Par pitié, qu'elle se taise ! Face à la fenêtre, les yeux vers l'horizon, je serre les poings. Une larme de rage coule sur ma joue, je serre encore plus fort. J'ignore ses tapotements nerveux, les reniflements et sanglots étouffés. Avec une voix enrouée, elle poursuit son monologue :

— Tu es méchante.
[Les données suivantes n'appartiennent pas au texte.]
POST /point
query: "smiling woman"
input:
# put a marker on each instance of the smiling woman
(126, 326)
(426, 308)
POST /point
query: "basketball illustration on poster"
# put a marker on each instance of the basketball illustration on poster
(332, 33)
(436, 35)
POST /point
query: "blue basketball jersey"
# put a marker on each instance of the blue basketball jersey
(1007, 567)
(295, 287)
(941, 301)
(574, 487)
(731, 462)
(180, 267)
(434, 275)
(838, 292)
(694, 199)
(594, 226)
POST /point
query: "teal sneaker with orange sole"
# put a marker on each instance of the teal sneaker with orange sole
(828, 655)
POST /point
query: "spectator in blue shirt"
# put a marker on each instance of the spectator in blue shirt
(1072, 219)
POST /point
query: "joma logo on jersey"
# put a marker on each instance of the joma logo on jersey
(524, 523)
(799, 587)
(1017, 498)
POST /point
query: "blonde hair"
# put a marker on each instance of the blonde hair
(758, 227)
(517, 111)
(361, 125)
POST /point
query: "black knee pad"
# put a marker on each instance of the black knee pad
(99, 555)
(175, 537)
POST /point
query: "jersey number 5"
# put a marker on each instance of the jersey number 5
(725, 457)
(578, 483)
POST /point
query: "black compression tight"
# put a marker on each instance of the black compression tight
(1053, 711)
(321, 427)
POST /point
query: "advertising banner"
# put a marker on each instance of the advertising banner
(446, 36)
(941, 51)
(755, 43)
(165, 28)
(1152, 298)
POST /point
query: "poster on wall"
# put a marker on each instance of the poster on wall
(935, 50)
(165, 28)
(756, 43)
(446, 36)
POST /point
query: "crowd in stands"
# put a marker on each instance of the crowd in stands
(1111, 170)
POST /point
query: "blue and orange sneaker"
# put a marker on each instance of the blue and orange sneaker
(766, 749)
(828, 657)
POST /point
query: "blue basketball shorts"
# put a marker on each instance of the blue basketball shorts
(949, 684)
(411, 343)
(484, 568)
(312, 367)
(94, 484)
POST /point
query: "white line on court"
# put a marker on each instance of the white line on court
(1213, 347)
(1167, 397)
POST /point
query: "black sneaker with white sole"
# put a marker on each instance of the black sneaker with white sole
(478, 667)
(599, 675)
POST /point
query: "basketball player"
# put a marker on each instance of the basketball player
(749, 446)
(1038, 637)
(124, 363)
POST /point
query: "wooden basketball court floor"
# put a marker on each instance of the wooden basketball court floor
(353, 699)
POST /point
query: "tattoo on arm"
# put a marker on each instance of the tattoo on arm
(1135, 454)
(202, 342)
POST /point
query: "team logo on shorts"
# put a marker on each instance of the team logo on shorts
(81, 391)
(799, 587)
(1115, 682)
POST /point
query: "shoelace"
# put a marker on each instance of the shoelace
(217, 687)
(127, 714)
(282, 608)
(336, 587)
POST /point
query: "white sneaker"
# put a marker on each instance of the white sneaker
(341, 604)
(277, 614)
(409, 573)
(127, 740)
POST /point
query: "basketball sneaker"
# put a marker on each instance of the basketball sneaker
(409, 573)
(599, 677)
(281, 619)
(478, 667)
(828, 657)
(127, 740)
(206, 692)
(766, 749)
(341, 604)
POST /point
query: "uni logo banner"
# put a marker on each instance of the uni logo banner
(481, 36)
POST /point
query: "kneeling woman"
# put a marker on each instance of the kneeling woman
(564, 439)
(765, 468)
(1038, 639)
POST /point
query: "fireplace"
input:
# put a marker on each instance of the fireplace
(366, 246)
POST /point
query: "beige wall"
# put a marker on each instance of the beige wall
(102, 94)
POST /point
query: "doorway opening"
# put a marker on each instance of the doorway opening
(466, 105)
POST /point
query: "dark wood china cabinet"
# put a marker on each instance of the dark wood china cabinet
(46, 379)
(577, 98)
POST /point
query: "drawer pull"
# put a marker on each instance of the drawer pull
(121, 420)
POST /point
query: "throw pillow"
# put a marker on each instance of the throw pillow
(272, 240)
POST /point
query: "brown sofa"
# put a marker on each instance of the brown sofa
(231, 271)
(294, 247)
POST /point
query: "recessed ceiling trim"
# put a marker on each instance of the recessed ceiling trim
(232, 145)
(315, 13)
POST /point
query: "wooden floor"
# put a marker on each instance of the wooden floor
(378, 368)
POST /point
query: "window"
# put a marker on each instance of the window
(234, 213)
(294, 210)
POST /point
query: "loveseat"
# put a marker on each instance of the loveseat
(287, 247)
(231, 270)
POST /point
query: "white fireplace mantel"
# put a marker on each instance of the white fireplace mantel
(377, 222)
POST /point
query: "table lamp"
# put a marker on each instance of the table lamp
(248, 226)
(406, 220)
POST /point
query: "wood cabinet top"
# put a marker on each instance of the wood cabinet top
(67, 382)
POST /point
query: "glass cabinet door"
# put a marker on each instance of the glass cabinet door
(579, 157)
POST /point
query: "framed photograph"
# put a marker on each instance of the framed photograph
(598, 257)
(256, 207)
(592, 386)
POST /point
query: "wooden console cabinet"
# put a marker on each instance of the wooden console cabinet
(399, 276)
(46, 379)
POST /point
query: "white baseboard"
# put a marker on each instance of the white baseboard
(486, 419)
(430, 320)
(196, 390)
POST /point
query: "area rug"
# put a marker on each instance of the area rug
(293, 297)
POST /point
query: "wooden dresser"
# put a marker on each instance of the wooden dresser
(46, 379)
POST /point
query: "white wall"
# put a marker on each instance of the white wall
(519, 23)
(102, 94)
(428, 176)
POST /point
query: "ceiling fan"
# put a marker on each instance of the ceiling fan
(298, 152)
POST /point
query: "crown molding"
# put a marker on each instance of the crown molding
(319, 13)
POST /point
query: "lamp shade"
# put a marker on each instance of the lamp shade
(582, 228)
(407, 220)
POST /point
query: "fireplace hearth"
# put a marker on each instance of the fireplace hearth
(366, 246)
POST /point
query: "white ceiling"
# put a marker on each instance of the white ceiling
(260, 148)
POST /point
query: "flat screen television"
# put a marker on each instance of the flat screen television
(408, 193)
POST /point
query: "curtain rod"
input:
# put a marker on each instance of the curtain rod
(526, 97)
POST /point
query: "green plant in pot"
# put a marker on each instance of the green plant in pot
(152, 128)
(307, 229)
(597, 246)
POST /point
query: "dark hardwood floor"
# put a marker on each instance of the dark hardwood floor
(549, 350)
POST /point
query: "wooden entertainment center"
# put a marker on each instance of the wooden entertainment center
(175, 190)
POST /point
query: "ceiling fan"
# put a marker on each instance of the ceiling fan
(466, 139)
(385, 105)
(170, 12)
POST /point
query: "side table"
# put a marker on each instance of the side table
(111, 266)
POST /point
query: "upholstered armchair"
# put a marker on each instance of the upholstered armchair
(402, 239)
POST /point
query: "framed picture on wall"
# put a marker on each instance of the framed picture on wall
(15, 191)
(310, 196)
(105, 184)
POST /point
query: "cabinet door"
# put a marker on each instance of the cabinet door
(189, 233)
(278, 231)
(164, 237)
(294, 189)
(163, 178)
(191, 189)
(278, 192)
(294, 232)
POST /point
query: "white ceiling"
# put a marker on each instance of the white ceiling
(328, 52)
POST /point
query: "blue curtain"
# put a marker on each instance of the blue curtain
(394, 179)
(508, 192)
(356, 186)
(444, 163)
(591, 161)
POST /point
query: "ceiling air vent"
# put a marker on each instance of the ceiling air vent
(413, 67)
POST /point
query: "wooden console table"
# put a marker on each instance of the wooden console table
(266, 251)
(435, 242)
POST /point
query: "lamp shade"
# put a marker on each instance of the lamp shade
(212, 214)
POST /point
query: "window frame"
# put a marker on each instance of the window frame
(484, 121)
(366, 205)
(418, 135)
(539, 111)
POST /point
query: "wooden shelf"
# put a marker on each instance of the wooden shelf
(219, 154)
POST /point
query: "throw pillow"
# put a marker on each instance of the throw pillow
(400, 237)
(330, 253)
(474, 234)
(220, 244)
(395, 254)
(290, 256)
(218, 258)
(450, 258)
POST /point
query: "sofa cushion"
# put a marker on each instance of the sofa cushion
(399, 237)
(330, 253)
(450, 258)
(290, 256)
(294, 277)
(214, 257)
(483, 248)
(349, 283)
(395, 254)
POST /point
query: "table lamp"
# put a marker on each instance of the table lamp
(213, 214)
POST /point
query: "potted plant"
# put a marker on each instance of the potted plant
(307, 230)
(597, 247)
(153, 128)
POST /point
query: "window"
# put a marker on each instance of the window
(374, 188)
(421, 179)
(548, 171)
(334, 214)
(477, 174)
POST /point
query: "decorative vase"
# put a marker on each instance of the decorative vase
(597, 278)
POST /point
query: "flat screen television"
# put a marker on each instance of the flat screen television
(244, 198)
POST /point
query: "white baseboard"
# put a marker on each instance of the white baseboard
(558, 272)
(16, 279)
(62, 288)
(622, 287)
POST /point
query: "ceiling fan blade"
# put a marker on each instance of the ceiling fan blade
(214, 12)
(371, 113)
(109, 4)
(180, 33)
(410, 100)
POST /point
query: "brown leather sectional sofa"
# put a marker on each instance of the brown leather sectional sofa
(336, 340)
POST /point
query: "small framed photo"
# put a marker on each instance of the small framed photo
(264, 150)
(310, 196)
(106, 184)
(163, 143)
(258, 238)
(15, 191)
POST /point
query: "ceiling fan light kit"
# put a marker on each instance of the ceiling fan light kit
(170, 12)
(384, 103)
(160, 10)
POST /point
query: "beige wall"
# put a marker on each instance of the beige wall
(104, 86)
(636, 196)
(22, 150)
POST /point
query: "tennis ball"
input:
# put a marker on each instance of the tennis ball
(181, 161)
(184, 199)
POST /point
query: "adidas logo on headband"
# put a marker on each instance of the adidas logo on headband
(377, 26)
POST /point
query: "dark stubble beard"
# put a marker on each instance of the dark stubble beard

J'ai fait tout ce que je pouvais pour toi ! Tu es une fille ingrate !

Je suis fatiguée de supporter son chantage affectif. Pendant des années avant mon placement en foyer d'accueil, je m'étais tue. J'acceptais les sucreries après les coups ; les gentillesses pour se faire pardonner, par peur d'être séparée de ma mère. Elle insiste :

— Maude... Tu dois t'occuper de ta petite sœur, tu dois être là pour nous.

Sa voix faiblit, mais elle ne se taira pas. Elle fera tout pour me rappeler mon devoir d'aînée : « Surveille bien Agathe, son papa m'a abandonnée comme le tien, tu ne peux pas t'en aller toi aussi ». Tous les week-ends et en vacances, lorsque ma petite sœur quittait sa famille d'accueil pour venir chez ma mère, je restais avec elles à l'appartement. Je voulais la préserver d'une enfance malheureuse.